Conclusion - Marge de négociation

Valeur commune

Priorités

Explications

Narratrice

Pour la narratrice, la priorité est de permettre que les personnes à ses yeux les plus en besoin puissent bénéficier du logement d’urgence.

Personne représentant l'altérité

Pour l’homme, sa priorité est de mener à bien son projet de construction de la maison en Roumanie avant de quitter son logement.

Marge de négociation

Dans le domaine du travail social, l’argent est souvent assez mal vu. Une partie de l’explication se trouve peut-être dans le fait que, historiquement, prendre soin des autres a pendant longtemps été œuvre de charité, et que le secteur est encore très largement représenté au niveau du bénévolat. Cela fait finalement peu de temps, au regard de l’histoire de l’aide sociale, que ces professions sont rémunérées.
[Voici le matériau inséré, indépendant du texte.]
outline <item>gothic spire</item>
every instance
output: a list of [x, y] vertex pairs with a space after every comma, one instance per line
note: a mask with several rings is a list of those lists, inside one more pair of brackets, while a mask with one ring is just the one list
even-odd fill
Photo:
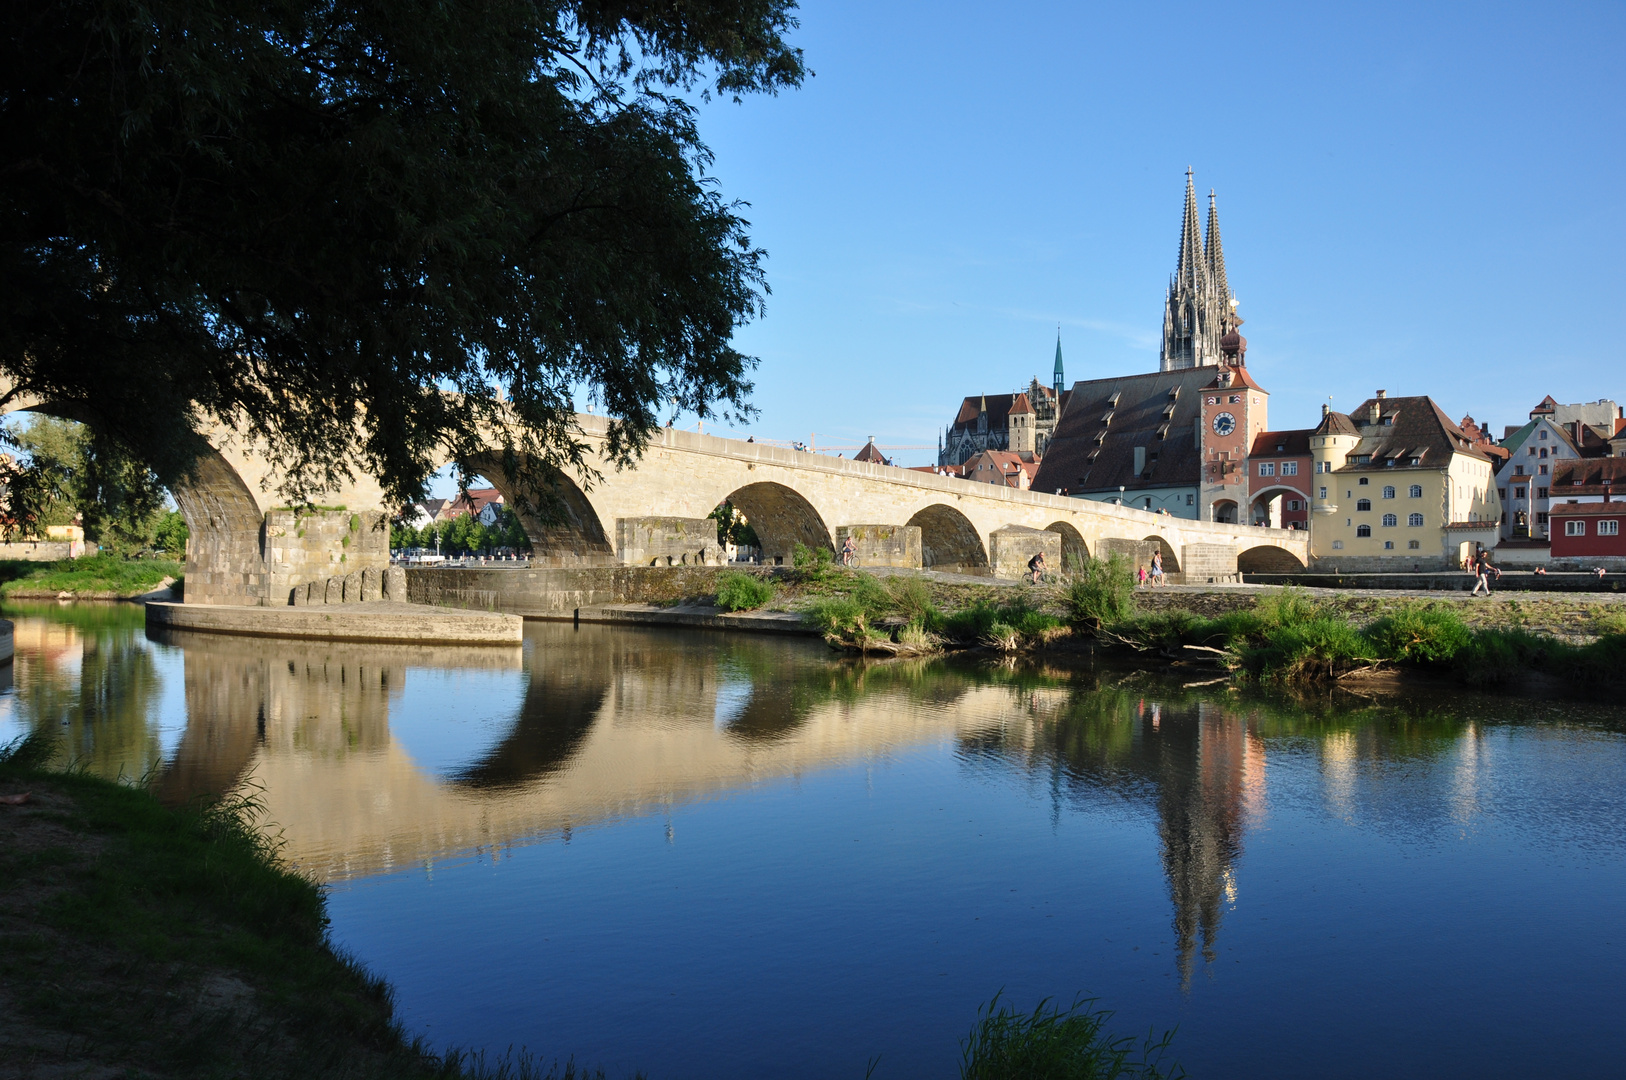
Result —
[[1186, 211], [1180, 228], [1180, 262], [1175, 267], [1175, 280], [1188, 289], [1201, 289], [1206, 276], [1203, 266], [1203, 234], [1197, 220], [1197, 189], [1192, 186], [1191, 170], [1186, 169]]
[[1214, 283], [1220, 307], [1226, 309], [1223, 313], [1229, 314], [1231, 287], [1225, 280], [1225, 249], [1220, 246], [1219, 210], [1214, 206], [1213, 188], [1208, 189], [1208, 239], [1205, 247], [1208, 253], [1208, 279]]

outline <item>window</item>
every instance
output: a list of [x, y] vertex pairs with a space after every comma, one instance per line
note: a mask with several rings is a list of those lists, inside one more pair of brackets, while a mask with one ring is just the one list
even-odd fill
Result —
[[1536, 432], [1536, 438], [1542, 440], [1543, 442], [1546, 442], [1547, 441], [1547, 429], [1542, 428], [1540, 431]]
[[1276, 475], [1276, 463], [1272, 462], [1272, 461], [1261, 461], [1259, 463], [1259, 475], [1260, 476], [1275, 476]]
[[1413, 484], [1411, 486], [1411, 491], [1408, 492], [1408, 494], [1410, 494], [1414, 499], [1421, 499], [1423, 497], [1423, 485]]
[[1370, 526], [1370, 525], [1357, 525], [1357, 526], [1355, 526], [1355, 535], [1356, 536], [1371, 536], [1372, 535], [1372, 526]]
[[1536, 448], [1534, 446], [1532, 446], [1528, 451], [1526, 451], [1526, 454], [1529, 457], [1535, 457], [1536, 456]]
[[1191, 496], [1190, 496], [1190, 495], [1187, 495], [1187, 496], [1186, 496], [1186, 505], [1187, 505], [1187, 506], [1190, 506], [1190, 505], [1191, 505]]
[[1357, 499], [1355, 501], [1355, 509], [1356, 510], [1370, 510], [1370, 509], [1372, 509], [1372, 500], [1371, 499]]
[[1384, 488], [1384, 489], [1383, 489], [1383, 497], [1384, 497], [1384, 498], [1385, 498], [1385, 499], [1392, 499], [1392, 498], [1394, 498], [1394, 497], [1395, 497], [1395, 489], [1394, 489], [1394, 488], [1392, 488], [1392, 487], [1385, 487], [1385, 488]]
[[1384, 461], [1383, 465], [1385, 468], [1392, 469], [1395, 467], [1395, 462], [1398, 460], [1398, 458], [1388, 458]]
[[1547, 497], [1547, 489], [1544, 488], [1544, 487], [1538, 487], [1536, 489], [1536, 498], [1545, 499], [1546, 497]]
[[1598, 522], [1598, 535], [1599, 536], [1619, 536], [1620, 535], [1620, 522], [1616, 521], [1614, 518], [1610, 518], [1608, 521], [1600, 521], [1600, 522]]
[[1287, 508], [1289, 510], [1303, 510], [1304, 509], [1304, 507], [1299, 504], [1299, 501], [1297, 499], [1289, 499], [1289, 500], [1287, 500]]
[[1383, 550], [1384, 551], [1393, 551], [1394, 549], [1395, 549], [1395, 542], [1393, 540], [1385, 540], [1383, 542]]
[[1344, 542], [1342, 540], [1334, 540], [1332, 542], [1332, 549], [1334, 551], [1342, 551], [1342, 550], [1344, 550]]
[[[1413, 488], [1413, 489], [1412, 489], [1412, 490], [1413, 490], [1413, 491], [1416, 491], [1416, 490], [1417, 490], [1417, 489], [1416, 489], [1416, 488]], [[1496, 497], [1497, 497], [1497, 498], [1498, 498], [1498, 499], [1505, 499], [1505, 498], [1507, 498], [1507, 488], [1497, 488], [1497, 489], [1496, 489]]]
[[1547, 527], [1547, 515], [1546, 514], [1537, 514], [1536, 515], [1536, 524], [1540, 525], [1543, 529], [1545, 529]]
[[1242, 395], [1241, 394], [1232, 394], [1231, 395], [1231, 404], [1232, 405], [1240, 405], [1240, 404], [1242, 404]]
[[1547, 448], [1546, 448], [1546, 447], [1545, 447], [1545, 446], [1543, 446], [1543, 447], [1542, 447], [1542, 448], [1541, 448], [1541, 456], [1542, 456], [1542, 457], [1546, 457], [1546, 456], [1547, 456]]
[[1540, 475], [1542, 475], [1542, 476], [1547, 475], [1547, 466], [1541, 465], [1541, 466], [1538, 466], [1538, 468], [1541, 470]]
[[1413, 465], [1421, 465], [1423, 463], [1423, 459], [1420, 457], [1414, 457], [1411, 459], [1411, 463]]
[[1385, 416], [1385, 417], [1384, 417], [1384, 418], [1383, 418], [1383, 422], [1384, 422], [1384, 423], [1385, 423], [1385, 424], [1392, 424], [1392, 423], [1394, 423], [1394, 422], [1395, 422], [1395, 418], [1394, 418], [1394, 417], [1392, 417], [1392, 416]]
[[1406, 546], [1408, 548], [1410, 548], [1412, 551], [1416, 551], [1418, 548], [1422, 547], [1423, 545], [1421, 543], [1419, 543], [1418, 541], [1416, 541], [1416, 540], [1407, 540], [1406, 541]]
[[1327, 489], [1326, 488], [1321, 489], [1321, 497], [1323, 499], [1325, 499], [1327, 497]]
[[1367, 479], [1367, 478], [1366, 478], [1366, 477], [1364, 477], [1364, 476], [1363, 476], [1363, 477], [1361, 477], [1361, 478], [1360, 478], [1360, 479], [1359, 479], [1359, 480], [1357, 480], [1357, 481], [1355, 481], [1355, 482], [1356, 482], [1356, 483], [1357, 483], [1357, 484], [1369, 484], [1369, 483], [1371, 483], [1371, 481], [1370, 481], [1370, 480], [1368, 480], [1368, 479]]
[[1383, 515], [1383, 527], [1385, 529], [1392, 529], [1396, 525], [1399, 525], [1399, 524], [1400, 524], [1400, 519], [1395, 517], [1395, 515], [1393, 515], [1393, 514], [1384, 514]]
[[1151, 500], [1150, 497], [1148, 497], [1146, 499], [1146, 509], [1150, 510], [1151, 508], [1152, 508], [1152, 500]]
[[1514, 489], [1513, 489], [1513, 497], [1514, 497], [1514, 498], [1515, 498], [1515, 499], [1522, 499], [1522, 498], [1524, 498], [1524, 488], [1522, 488], [1522, 487], [1516, 487], [1516, 488], [1514, 488]]
[[1584, 522], [1584, 521], [1566, 521], [1566, 522], [1564, 522], [1564, 535], [1565, 536], [1585, 536], [1586, 535], [1586, 522]]
[[1298, 462], [1296, 462], [1296, 461], [1284, 461], [1284, 462], [1282, 462], [1282, 475], [1283, 476], [1297, 476], [1298, 474], [1299, 474], [1299, 463]]
[[1318, 461], [1318, 462], [1316, 462], [1315, 463], [1315, 471], [1318, 472], [1318, 473], [1332, 472], [1332, 462], [1330, 462], [1330, 461]]
[[1219, 404], [1219, 398], [1211, 397], [1211, 398], [1208, 399], [1208, 403], [1210, 405], [1218, 405]]
[[1513, 466], [1513, 475], [1514, 476], [1523, 476], [1524, 475], [1524, 466], [1523, 465], [1515, 465], [1515, 466]]
[[1423, 527], [1423, 515], [1422, 514], [1410, 514], [1410, 515], [1407, 515], [1406, 524], [1410, 525], [1414, 529], [1422, 528]]

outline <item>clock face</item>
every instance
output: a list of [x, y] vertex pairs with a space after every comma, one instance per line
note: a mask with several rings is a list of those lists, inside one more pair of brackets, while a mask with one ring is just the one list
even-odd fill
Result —
[[1214, 417], [1214, 434], [1229, 435], [1236, 430], [1236, 417], [1228, 412], [1222, 412]]

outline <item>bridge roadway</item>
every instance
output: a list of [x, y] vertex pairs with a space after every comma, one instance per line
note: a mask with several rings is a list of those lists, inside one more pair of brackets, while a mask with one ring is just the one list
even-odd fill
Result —
[[[72, 418], [25, 398], [4, 408]], [[616, 469], [602, 453], [607, 421], [576, 419], [598, 478], [557, 477], [551, 494], [562, 520], [524, 510], [540, 505], [537, 493], [507, 475], [496, 440], [466, 463], [519, 508], [533, 565], [721, 562], [706, 515], [724, 501], [750, 521], [767, 563], [788, 563], [798, 543], [833, 549], [855, 527], [863, 527], [865, 561], [972, 574], [1014, 575], [1041, 548], [1056, 561], [1113, 551], [1145, 561], [1160, 550], [1174, 580], [1192, 583], [1308, 562], [1303, 532], [1160, 516], [673, 428], [655, 432], [634, 467]], [[192, 534], [187, 603], [287, 604], [313, 583], [388, 564], [394, 510], [370, 478], [313, 497], [313, 507], [278, 506], [282, 473], [272, 455], [239, 432], [217, 429], [209, 439], [214, 452], [174, 489]]]

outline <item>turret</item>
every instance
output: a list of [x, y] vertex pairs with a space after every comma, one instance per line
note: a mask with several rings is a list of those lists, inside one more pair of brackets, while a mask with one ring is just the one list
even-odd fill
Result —
[[1310, 506], [1315, 513], [1337, 512], [1337, 481], [1328, 474], [1344, 466], [1360, 441], [1360, 434], [1349, 417], [1334, 412], [1331, 406], [1321, 406], [1321, 423], [1310, 432]]

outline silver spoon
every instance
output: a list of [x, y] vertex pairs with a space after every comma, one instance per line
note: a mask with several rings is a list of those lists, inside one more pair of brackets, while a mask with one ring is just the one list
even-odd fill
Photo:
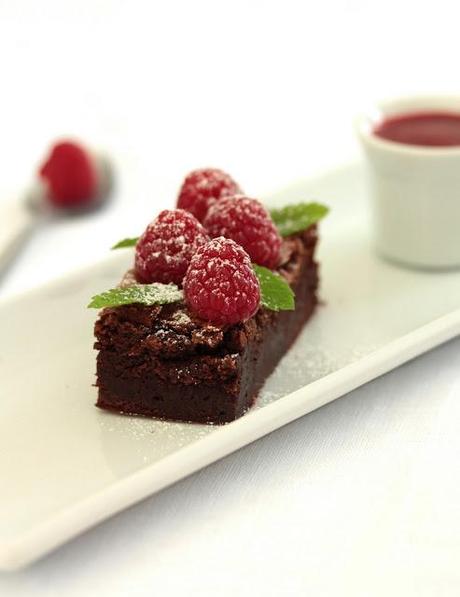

Nombreux.euses sont encore les professionnel.le.s à entretenir cette vision où l’on parle volontiers du travail social comme d’un secteur de « passion » ou de « vocation » avant tout, où l’argent n’aurait pas (ou très peu) sa place.  La responsabilité des professionnel.le.s du travail social de prendre en charge les « blessé.e.s » de la société peut avoir un impact sur leur mental et donc sur leurs actions. Le secteur étant sous tension, il y a une véritable urgence de la prise en charge. Cela fait que les travailleur.euses. sociaux.ales peuvent choisir (même inconsciemment) le niveau économique de leurs bénéficiaires comme critère déterminant pour la suite ou la fin de leur accompagnement.

Ces sujets étant souvent tabous, des mécompréhensions peuvent émerger et rester latentes jusqu’à biaiser les accompagnements. L’interculturel consiste peut-être alors en un travail d’explicitation de problèmes latents, dans la recherche d’un mode de gestion commun de différences évitant la discrimination et les non-dits. Les travailleur.euses sociaux.ales n’échappent pas à leurs propres constructions sociales et leurs propres représentations. Nous rencontrons souvent des réactions de choc du côté des professionnel.les lorsque les personnes accompagnées font des choix ou des dépenses liés à la consommation qu’iels n’approuvent pas. Ces dépenses sont vues comme non nécessaires et imprudentes sans chercher à comprendre ce qu’elles représentent pour les usager.ère.s. Dans cette situation, nous ne savons pas si la narratrice a réellement pu comprendre la signification de la maison en Roumanie. Enfin, si l’usager semble effectivement avoir un capital économique, cela n’indique pas que son intégration est « terminée » ou qu’il n’a plus besoin d’avoir accès à des accompagnements.

Les relations entre travailleurs sociaux et migrants n’est pas égalitaire. Les positions entre accompagnateur et accompagné sont dissymétriques au point de vue social, souvent juridique, linguistique… Cette relation dissymétrique est souvent niée, ou tue. Pourtant c’est une question essentielle. Notre façon de voir ou concevoir le travail social n’est pas toujours partagé par les bénéficiaires, qui peuvent avoir d’autres priorités, pris par d’autres préoccupations.

Cet incident critique met en lumière un autre aspect intéressant : le défi pour les travailleur.euse.s sociaux.ales de considérer les personnes accompagnées comme des sujets qui sont le fruit de plusieurs autres expériences et qui ne doivent pas être réduits à leurs situations actuelles – en tenant compte des relations de pouvoir qui existent dans cet échange.
Le fait d’avoir déjà vécu une situation d’urgence, et d’avoir eu l’occasion de la surmonter, peut laisser supposer que le monsieur serait certainement solidaire des personnes qui se trouvent dans la même situation que lui auparavant. Cependant, en tant que personne immergée dans ses propres complexités, la réaction de chacun dépend de nombreuses raisons contextuelles, auxquelles nous n’avons souvent pas accès. Cependant, comme nous ne saurons jamais vraiment ce qu’il se passe à l’intérieur de chacun.e d’entre nous, il est important que nous utilisions des incidents comme celui-ci pour faire un pas vers l’autre.

Aller à la rencontre de l’altérité pour entrevoir sa vision du monde est déjà une première étape dans la construction d’un dialogue – qui ne se termine pas nécessairement par l’adoption d’un système de valeur commun, mais par un processus infini de développement des compétences liées au dialogue interculturel.

Dans cet incident et quand nous sommes en posture professionnelle, nous essayons d’adopter et de pratiquer l’approche interculturelle. Ceci implique les pas que nous avons essayé d’illustrer dans cette analyse, à savoir la décentration, la découverte du cadre de référence de l’autre et la pratique de la négociation. La négociation ne doit pas mener le.a professionnel.le ou le.a bénéficiaire à accepter la proposition ou la vision de l’autre MAIS plutôt à la contempler, à la considérer pour pouvoir intégrer les deux identités en jeu.

On éviterait ainsi d’avoir une vision biaisée par nos propres ethnocentrismes, qui, finalement ne nous donnent pas accès à une réalité objective mais seulement à la notre.